Christiane Benner, IG Metall’ın bugün 500 binin üzerinde göç kökenli üyesi olan bir sendika olmasının ardında Karahasan’ın gayretleri ve çalışmalarının bulunduğunu vurguladı. Karahasan’ın sendikal çalışmalarının daha ilk yıllarından itibaren “İnsan misafirini çalıştırır mı?” sorusunu hatırlatarak, “Misafir İşçi” kavramına itiraz ettiğine işaret eden Benner, onun bu uyarısının etkisini gösterdiğini belirtti ve “IG Metall bugün bir göç sendikasıdır ve bunun temelleri onun tarafından atılmıştır” dedi.

Genç bir 68’li öğrenci olarak Yılmaz Karahasan’ı tanıyan ve sendikal çalışmaları sırasına ona eşlik etme, onu gözleme şansı bulan, onun yakın arkadaşları arasında yer alan Belgesel Yönetmeni Osman Okkan, “Bir sendikacı ve politikacı olarak yorgunluk nedir bilmeden Almanya’daki göçmenlerin eşit hakları için, ırkçılık ve ayrımcılıkla  mücadele etti. İnsanları için sesini yükseltti. Bir demokrasi ve adalet savaşçısı, çoğumuzun örnek aldığı bir liderdi” dedi.

Onun yaşamı ve mücadelesini kendi aktarımıyla anlatan bir belgesel çalışması yaptığını belirten Okkan, birkaç ay önce filmin henüz yayınlanmamış olan ilk versiyonunu izleyen Karahasan’ın ilk tepkisinin filmin “eğitim” amaçlı olarak değerlendirilebileceğine işaret ederek, “Onun için önemli olan bir eğitim için, sendikal çalışma için bir yararı olup, olmadığıydı” dedi ve arkadaşından Nazım Hikmet’ten aldığı sözlerle vedalaştı:

“Ve sana söylemek istediğim en güzel söz: henüz söylememiş olduğum sözdür.“

Uzun bir süredir SPD içinde onunla birlikte çalışan Turgut Yüksel, Karahasan’ın uzun yıllardır göçmenlere Alman vatandaşlıkları olmasalar bile belli bir süre yaşadıkları yerlerde seçme hakkı verilmesini savunduğunu vuguladı ve “Bu vizyonun bir gün gerçeklik olacağını umuyorum” dedi. “O bu ülkede birinci kuşak yabancı işçilerin bir parçasısıydı, aynı zamanda Almanya için bir semboldü” diyen Yüksel de sözlerini Nazım Hikmet’in “Yine Ölüme Dair” şiiriyle noktaladı.
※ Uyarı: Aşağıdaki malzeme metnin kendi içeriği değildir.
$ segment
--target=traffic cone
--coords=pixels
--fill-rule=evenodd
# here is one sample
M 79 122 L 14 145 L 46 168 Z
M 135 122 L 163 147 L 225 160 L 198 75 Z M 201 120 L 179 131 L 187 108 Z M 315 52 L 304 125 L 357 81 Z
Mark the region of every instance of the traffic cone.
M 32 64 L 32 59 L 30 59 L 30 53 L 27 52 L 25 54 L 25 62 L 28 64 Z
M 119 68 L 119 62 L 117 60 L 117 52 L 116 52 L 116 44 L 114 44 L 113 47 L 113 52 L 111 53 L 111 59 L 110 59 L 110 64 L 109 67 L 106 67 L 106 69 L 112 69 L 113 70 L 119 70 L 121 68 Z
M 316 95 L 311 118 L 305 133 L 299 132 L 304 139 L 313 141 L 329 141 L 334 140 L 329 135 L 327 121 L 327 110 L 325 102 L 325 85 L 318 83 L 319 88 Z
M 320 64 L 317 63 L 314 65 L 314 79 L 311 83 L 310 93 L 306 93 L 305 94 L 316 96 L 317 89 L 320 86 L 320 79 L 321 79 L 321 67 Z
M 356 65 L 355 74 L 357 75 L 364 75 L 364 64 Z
Karahasan’ın eşiyle birlikte büyük emek verdiği, Frankfurt ve çevresinden sorumlu yönetimlerinde yer aldığı sosyal yardım kurumu AWO’nun Frankfurt Başkanı Petra Rossbrey de gözyaşlarıyla bitirdiği konuşmasında onun sosyal çalışmalarına değindi.
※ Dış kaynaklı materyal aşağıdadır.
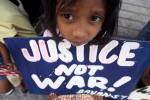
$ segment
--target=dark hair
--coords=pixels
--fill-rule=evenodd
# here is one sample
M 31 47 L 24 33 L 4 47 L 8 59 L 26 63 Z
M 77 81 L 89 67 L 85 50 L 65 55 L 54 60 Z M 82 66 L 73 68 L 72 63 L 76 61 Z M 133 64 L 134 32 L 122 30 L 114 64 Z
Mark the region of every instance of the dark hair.
M 44 26 L 49 29 L 53 37 L 60 40 L 56 32 L 56 5 L 58 0 L 43 0 L 44 8 Z M 63 6 L 68 6 L 75 3 L 76 0 L 62 0 L 59 9 Z M 111 37 L 118 30 L 118 15 L 121 7 L 122 0 L 105 0 L 106 2 L 106 15 L 103 25 L 98 35 L 89 41 L 89 44 L 106 44 L 110 41 Z

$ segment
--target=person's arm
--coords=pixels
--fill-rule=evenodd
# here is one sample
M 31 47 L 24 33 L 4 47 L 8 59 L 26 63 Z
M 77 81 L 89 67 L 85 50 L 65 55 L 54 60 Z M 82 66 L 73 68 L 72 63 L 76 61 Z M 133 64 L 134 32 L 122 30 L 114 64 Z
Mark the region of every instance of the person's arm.
M 15 64 L 11 60 L 10 53 L 6 45 L 1 42 L 0 42 L 0 54 L 3 57 L 4 67 L 11 71 L 17 71 Z

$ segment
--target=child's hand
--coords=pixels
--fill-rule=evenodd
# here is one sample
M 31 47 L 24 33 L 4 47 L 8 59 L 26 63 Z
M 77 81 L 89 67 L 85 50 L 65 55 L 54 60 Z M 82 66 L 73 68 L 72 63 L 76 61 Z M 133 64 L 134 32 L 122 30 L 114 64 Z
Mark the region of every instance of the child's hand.
M 4 63 L 4 67 L 7 68 L 10 71 L 18 72 L 16 65 L 12 62 Z
M 48 95 L 48 98 L 49 99 L 56 99 L 57 97 L 59 97 L 60 95 L 56 95 L 55 93 L 50 93 L 49 95 Z
M 103 97 L 100 95 L 93 95 L 94 100 L 103 100 Z

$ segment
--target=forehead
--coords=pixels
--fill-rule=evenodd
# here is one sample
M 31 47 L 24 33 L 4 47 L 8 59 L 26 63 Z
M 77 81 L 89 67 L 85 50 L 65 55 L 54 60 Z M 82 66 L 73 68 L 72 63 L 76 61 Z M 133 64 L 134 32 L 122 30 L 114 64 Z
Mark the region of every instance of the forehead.
M 58 0 L 57 9 L 101 9 L 105 10 L 105 0 Z M 79 10 L 78 9 L 78 10 Z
Karahasan’ın AWO’nun federal düzeydeki çalışmalarına da Frankfurt’un temsilcisi olarak katkı verdiğini vurgulayan Rossbrey,, özellikle yaşadığı Sossenheim’da AWO’nun halka yönelik çalışmalarını sonuna kadar desteklediği, hastalığına rağmen buradaki tesislerin geliştirilmesi için çaba gösterdiğini kaydetti. AWO’nun Frankfurt eski yöneticisinin bulaştığı yolsuzluk skandalına da işaret eden Rossbrey, Karahasan’ın güvenini suistimal eden yöneticilerden büyük hayal kırıklığına uğradığını sözlerine ekledi.

Almanya’nın çeşitli kentlerinden IG Metall üyelerinin de katıldığı cenaze Karahasan ailesinin de arzu ettiği sadelikle gerçekleşti, külleri hayatının büyük bir bölümünü geçirdiği, sosyal ve kültürel gelişimine eşiyle birlikte büyük katkılarda bulunduğu, evlerinden belki de birkaç yüz metre uzaklıktaki mezarlıkta toprağa verildi. 

Eşi Marianne, kızı Filiz, oğlu Tekin ve torunu Simten’in imzasıyla yayınlanan vefat duyurusunda çiçek ya da çelenk yerine AWO’nun yoksul ailelerin ilkokula başlayan çocuklara yardım için sürdürdüğü “Benim ilk okul çantam” (Mein erster Schulranzen) kampanyasına O’nun adına katkıda bulunulması dileği yer alıyordu.